Pfizer and BioNTech's vaccine shows robust immune response
The RNA vaccine candidate developed by Pfizer and BioNTech has been shown to induce a robust immune response in a preliminary clinical trial conducted with 45 healthy adults aged 18-55 years, the results of which are published today in Nature.
BNT162b1 is the most promising of the four vaccines developed by the US pharmaceutical company Pfizer and the German company BioNTech, all of which are based on messenger RNA to elicit an immune response. These types of vaccine candidates are generally considered safe and have facilitated the rapid development of SARS-CoV-2 vaccines.
Based on interim data from the Phase 1/2 clinical trial conducted to assess vaccine safety, tolerability, and immunogenicity, BNT162b1, which is administered intramuscularly, was tested in 45 healthy adults (23 men and 22 non-pregnant women; 37 participants were white) aged 18-55 years.
The candidates - randomly assigned - received 10 micrograms (μg), 30 μg or 100 μg of BNT162b1, or a placebo; in addition, participants in the 10μg and 30μg groups also received a second dose on day 21.
The authors found that BNT162b1 was generally well tolerated, although some participants experienced mild to moderate side effects within seven days of vaccination, which increased with dose level.

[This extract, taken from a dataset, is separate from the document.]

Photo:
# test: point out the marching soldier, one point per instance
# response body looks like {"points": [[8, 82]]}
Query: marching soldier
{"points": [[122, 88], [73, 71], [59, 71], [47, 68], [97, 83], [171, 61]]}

The most common adverse reactions were local pain at the injection site, fatigue, headache, muscle pain, chills, fever, and sleep disturbances. However, the vaccine caused a robust immune response in participants, which increased with dose level and with a second dose.
Antibodies to SARS-CoV-2 remained 21 days after the first vaccination at all dose levels, and a substantial increase in neutralizing antibodies to SARS-CoV-2 was recorded seven days after the second dose of 10-μg or 30-μg was administered. The immune response was much stronger in the 30-μg group than in the 10-μg group.
However, there was no noticeable difference in the immune response between the 30-μg and 100-μg groups after the first dose, and since participants who received the 100-μg dose also experienced increased side effects, they did not receive a second dose.
Participants' neutralizing antibody levels were 1.9 to 4.6 times higher than those of patients recovering from SARS-CoV-2 infection.
However, although this comparison provides a benchmark for assessing the immune response provoked by the vaccine and its potential to provide protection, phase 3 trials are needed to determine the efficacy of BNT162b1.
Adults aged 65 to 85 are being recruited for this study, and priority will be given in subsequent phases to recruiting more diverse populations, the study notes.